Rechercher

Pour les start-ups spécialisées dans l’IA, une semaine de travail de 7 jours n’est pas suffisante

IA
Un développeur de logiciels travaille sur l'amélioration de l'efficacité de l'IA. Getty Images

La Silicon Valley a toujours célébré la culture de l’effervescence. Aujourd’hui, certaines start-ups, comme Arrowster, spécialisée dans l’IA appliquée à l’éducation, la licorne du recrutement Mercor et la start-up Corgi, soutenue par Y Combinator, vont encore plus loin en imposant des semaines de travail de six ou sept jours.

 

L’annonce est sans détour : « Ce rôle n’est pas pour tout le monde. Il ne convient presque à personne ». Le poste, proposé par Arrowster, une start-up d’IA qui aide les étudiants à postuler pour des programmes à l’étranger, cherche un leader prêt à stimuler la croissance.
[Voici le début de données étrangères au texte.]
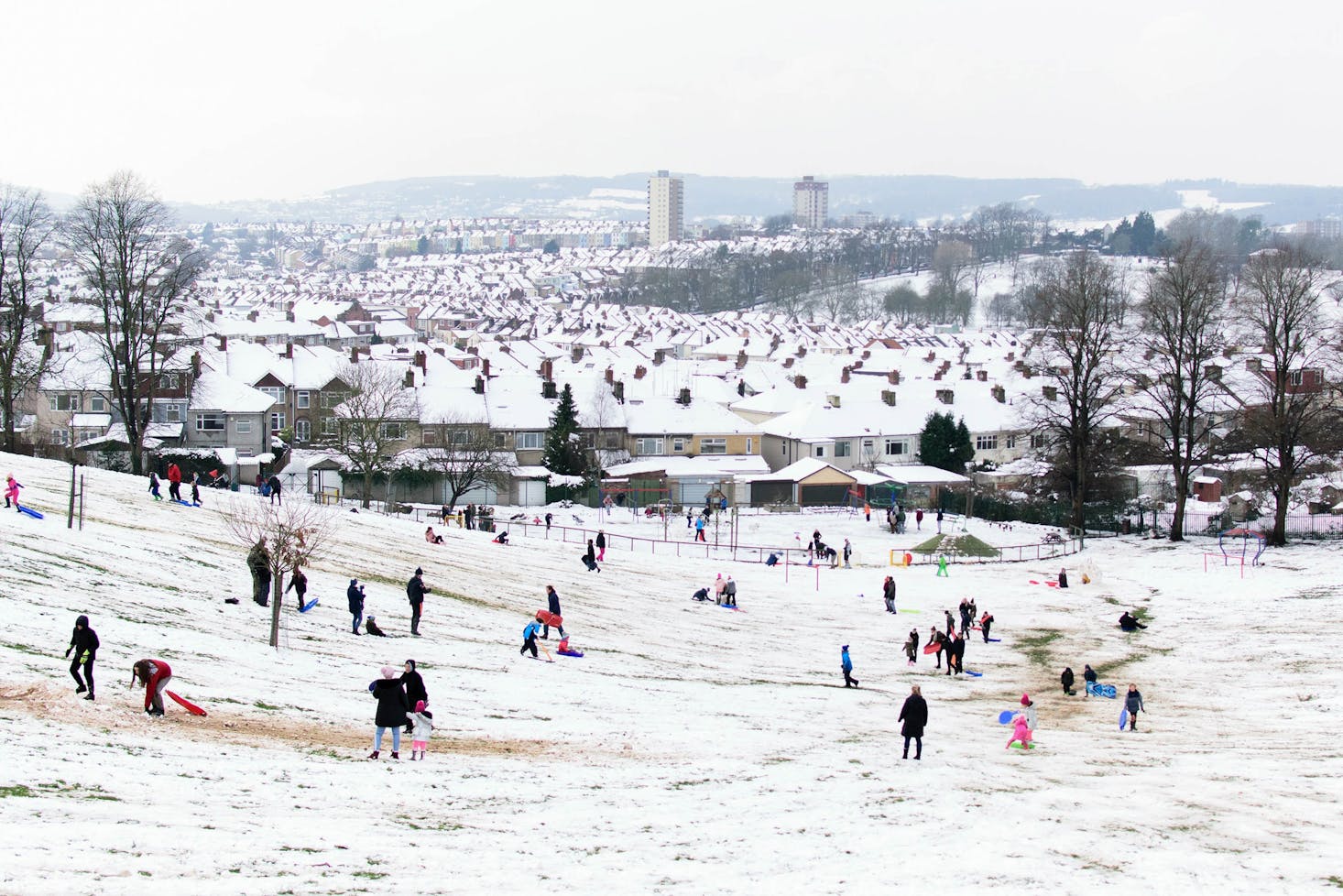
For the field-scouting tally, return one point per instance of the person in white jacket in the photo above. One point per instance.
(423, 720)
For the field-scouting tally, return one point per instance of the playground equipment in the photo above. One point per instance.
(1227, 543)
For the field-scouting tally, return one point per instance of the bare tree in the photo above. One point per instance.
(374, 418)
(1290, 415)
(293, 533)
(1182, 333)
(26, 224)
(1086, 305)
(467, 458)
(120, 236)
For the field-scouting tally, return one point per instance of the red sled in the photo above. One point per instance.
(186, 705)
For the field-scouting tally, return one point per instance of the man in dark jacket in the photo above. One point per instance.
(1134, 703)
(391, 711)
(915, 716)
(552, 602)
(83, 641)
(415, 591)
(258, 561)
(355, 593)
(415, 691)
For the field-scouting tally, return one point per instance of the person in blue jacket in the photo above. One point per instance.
(530, 639)
(846, 665)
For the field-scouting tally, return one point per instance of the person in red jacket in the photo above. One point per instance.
(155, 676)
(173, 483)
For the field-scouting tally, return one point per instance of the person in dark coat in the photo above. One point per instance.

Mais l’offre avertit aussi d’une exigence qui rebuterait la majorité des candidats : travailler sept jours sur sept. « Il n’y a pas de manière douce de le dire. Dans les start-ups, on travaille extrêmement dur », a confié le PDG Kenneth Chong à Forbes. À 30 ans, M. Chong compare ce poste exigeant à celui d’un athlète qui s’entraîne sans relâche et consacre son temps et son énergie à son sport, au-delà des heures de travail classiques. « Tout le monde n’aspire pas à devenir athlète. Et si vous optez pour cette voie, c’est un choix de vie que vous avez fait. »
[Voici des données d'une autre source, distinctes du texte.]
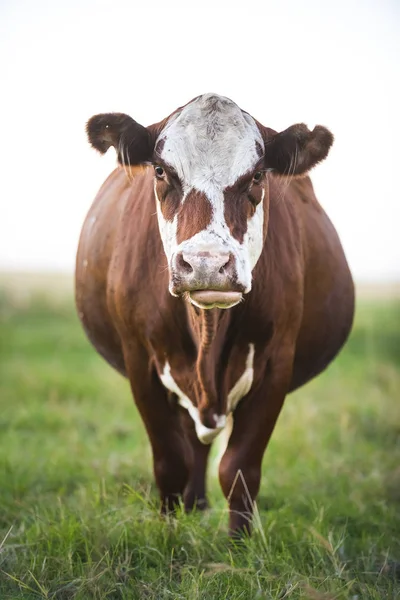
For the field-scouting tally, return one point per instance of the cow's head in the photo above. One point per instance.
(211, 167)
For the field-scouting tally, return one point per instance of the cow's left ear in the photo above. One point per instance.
(133, 142)
(297, 149)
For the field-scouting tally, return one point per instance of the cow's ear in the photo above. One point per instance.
(297, 149)
(133, 143)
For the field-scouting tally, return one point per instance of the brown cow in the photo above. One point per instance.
(209, 275)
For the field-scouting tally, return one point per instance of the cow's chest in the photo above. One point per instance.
(241, 381)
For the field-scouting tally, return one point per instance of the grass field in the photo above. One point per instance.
(79, 509)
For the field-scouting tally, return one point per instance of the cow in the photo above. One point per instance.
(209, 275)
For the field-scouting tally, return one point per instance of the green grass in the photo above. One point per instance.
(79, 509)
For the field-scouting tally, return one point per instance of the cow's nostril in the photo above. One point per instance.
(228, 265)
(182, 265)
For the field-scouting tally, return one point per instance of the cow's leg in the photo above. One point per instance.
(240, 467)
(163, 427)
(195, 491)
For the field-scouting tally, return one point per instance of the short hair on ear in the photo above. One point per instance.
(297, 149)
(133, 142)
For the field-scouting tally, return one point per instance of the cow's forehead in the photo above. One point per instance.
(210, 143)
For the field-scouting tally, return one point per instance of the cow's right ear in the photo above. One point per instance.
(133, 143)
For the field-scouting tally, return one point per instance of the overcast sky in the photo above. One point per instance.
(333, 63)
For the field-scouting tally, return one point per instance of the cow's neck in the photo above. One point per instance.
(209, 329)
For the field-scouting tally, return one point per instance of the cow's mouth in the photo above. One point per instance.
(214, 298)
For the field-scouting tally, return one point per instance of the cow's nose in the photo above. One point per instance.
(204, 263)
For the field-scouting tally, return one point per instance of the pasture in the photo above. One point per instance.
(79, 509)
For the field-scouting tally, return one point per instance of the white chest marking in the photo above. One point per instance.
(205, 435)
(239, 390)
(244, 383)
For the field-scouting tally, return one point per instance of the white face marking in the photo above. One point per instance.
(167, 228)
(210, 144)
(205, 435)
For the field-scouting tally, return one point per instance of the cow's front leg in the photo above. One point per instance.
(170, 452)
(240, 467)
(195, 496)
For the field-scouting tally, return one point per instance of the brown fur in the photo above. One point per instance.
(194, 215)
(298, 315)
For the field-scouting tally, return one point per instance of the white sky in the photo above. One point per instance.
(284, 61)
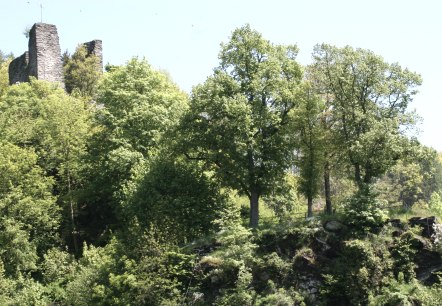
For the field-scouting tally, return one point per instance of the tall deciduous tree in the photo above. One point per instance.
(4, 71)
(369, 99)
(82, 72)
(41, 116)
(309, 127)
(238, 117)
(137, 105)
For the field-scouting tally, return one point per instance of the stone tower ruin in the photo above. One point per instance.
(43, 58)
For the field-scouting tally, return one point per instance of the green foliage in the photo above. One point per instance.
(369, 100)
(29, 216)
(359, 272)
(283, 199)
(363, 211)
(238, 118)
(112, 276)
(435, 204)
(41, 116)
(136, 107)
(178, 197)
(4, 72)
(82, 73)
(307, 123)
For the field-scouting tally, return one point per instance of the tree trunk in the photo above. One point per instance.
(358, 178)
(254, 209)
(309, 206)
(71, 206)
(328, 203)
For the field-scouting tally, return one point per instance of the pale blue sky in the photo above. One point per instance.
(183, 37)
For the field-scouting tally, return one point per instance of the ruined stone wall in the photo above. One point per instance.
(95, 47)
(44, 53)
(43, 59)
(18, 69)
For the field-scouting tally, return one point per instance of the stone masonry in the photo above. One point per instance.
(43, 58)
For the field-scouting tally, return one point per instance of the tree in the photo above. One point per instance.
(137, 105)
(309, 128)
(29, 215)
(175, 196)
(369, 99)
(82, 72)
(238, 118)
(40, 116)
(414, 178)
(5, 60)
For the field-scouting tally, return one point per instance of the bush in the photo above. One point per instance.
(363, 212)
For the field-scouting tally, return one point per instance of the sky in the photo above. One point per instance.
(183, 37)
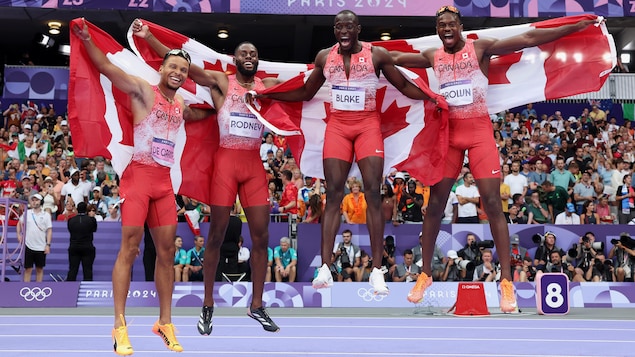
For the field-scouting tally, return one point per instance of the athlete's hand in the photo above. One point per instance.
(139, 29)
(82, 32)
(440, 101)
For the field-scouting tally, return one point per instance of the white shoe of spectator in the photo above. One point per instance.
(324, 279)
(378, 283)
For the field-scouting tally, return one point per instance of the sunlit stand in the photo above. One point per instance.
(12, 247)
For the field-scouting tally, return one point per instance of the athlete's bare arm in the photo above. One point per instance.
(383, 61)
(531, 38)
(216, 81)
(310, 87)
(139, 90)
(422, 59)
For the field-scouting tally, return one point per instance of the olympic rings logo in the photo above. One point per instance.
(36, 293)
(368, 295)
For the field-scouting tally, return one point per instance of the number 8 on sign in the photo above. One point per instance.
(552, 294)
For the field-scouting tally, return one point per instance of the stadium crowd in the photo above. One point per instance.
(563, 169)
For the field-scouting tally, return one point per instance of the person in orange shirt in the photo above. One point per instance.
(354, 204)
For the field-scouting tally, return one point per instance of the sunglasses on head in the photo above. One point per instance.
(179, 53)
(448, 8)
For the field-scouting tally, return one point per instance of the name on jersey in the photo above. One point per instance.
(449, 67)
(166, 116)
(355, 67)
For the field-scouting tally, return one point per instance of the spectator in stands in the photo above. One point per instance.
(583, 191)
(388, 257)
(538, 212)
(194, 266)
(267, 146)
(113, 213)
(625, 198)
(288, 201)
(346, 257)
(556, 265)
(75, 189)
(410, 204)
(561, 177)
(50, 202)
(588, 215)
(99, 202)
(363, 273)
(26, 191)
(354, 204)
(600, 269)
(69, 210)
(269, 264)
(472, 253)
(92, 212)
(286, 260)
(624, 261)
(451, 271)
(37, 238)
(543, 253)
(517, 183)
(314, 209)
(485, 271)
(468, 197)
(180, 259)
(568, 216)
(604, 211)
(407, 271)
(81, 249)
(243, 259)
(517, 254)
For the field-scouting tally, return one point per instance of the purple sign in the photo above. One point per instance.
(144, 294)
(36, 83)
(99, 293)
(19, 294)
(552, 291)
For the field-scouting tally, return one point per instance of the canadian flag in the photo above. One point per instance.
(415, 133)
(414, 137)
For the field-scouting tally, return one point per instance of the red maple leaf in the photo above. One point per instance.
(393, 119)
(499, 66)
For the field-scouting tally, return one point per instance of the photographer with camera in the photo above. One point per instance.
(586, 251)
(517, 255)
(624, 254)
(346, 258)
(410, 203)
(407, 271)
(600, 269)
(453, 270)
(543, 253)
(388, 257)
(556, 265)
(471, 252)
(487, 270)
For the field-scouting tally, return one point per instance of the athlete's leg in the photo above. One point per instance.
(130, 239)
(432, 221)
(219, 221)
(335, 172)
(372, 168)
(163, 238)
(489, 189)
(258, 221)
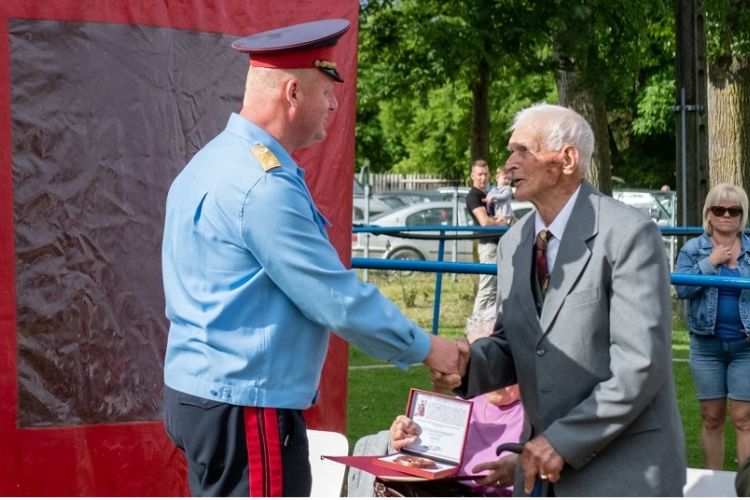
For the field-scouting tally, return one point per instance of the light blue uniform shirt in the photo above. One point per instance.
(253, 285)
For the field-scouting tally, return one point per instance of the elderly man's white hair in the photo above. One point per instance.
(557, 127)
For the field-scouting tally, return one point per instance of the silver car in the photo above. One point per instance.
(434, 213)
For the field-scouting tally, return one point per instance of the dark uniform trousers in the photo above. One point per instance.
(237, 450)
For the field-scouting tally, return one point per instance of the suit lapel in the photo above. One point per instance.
(521, 268)
(574, 253)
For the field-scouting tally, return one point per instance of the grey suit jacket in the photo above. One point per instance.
(595, 367)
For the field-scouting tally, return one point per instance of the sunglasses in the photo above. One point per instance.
(720, 211)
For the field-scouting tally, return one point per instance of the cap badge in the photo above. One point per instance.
(324, 64)
(265, 157)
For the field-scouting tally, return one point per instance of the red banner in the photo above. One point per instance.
(104, 103)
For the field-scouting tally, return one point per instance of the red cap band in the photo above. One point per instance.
(291, 60)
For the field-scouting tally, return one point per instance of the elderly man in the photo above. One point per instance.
(584, 326)
(253, 285)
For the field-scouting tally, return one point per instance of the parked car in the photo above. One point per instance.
(659, 205)
(434, 213)
(360, 203)
(448, 192)
(401, 198)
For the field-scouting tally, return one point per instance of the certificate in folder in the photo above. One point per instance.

L’entreprise, composée de cinq personnes, est basée à San Francisco, avec M. Chong dans la région de la baie, son cofondateur à New York et trois employés au Vietnam. Plutôt que de suivre une semaine de travail traditionnelle, M. Chong prône des cycles plus courts de travail intense et de repos, avec des sessions de travail suivies de siestes, au lieu de compter sur les week-ends pour récupérer. « Pourquoi une semaine aurait-elle sept jours ? Il n’y a pas de raison logique», explique-t-il. « Il y a sans doute des raisons historiques, mais pourquoi cinq jours de travail et deux jours de repos ? »


Arrowster n’est pas la seule start-up à abandonner le week-end. Corgi, soutenue par Y Combinator, affiche également des offres d’emploi qui précisent que ses employés travaillent sept jours sur sept. « Nous travaillons sept jours par semaine à notre bureau de SF car nous croyons qu’il faut repousser les limites pour avancer », a écrit Josh Jung, de Corgi, dans une publication LinkedIn début mai.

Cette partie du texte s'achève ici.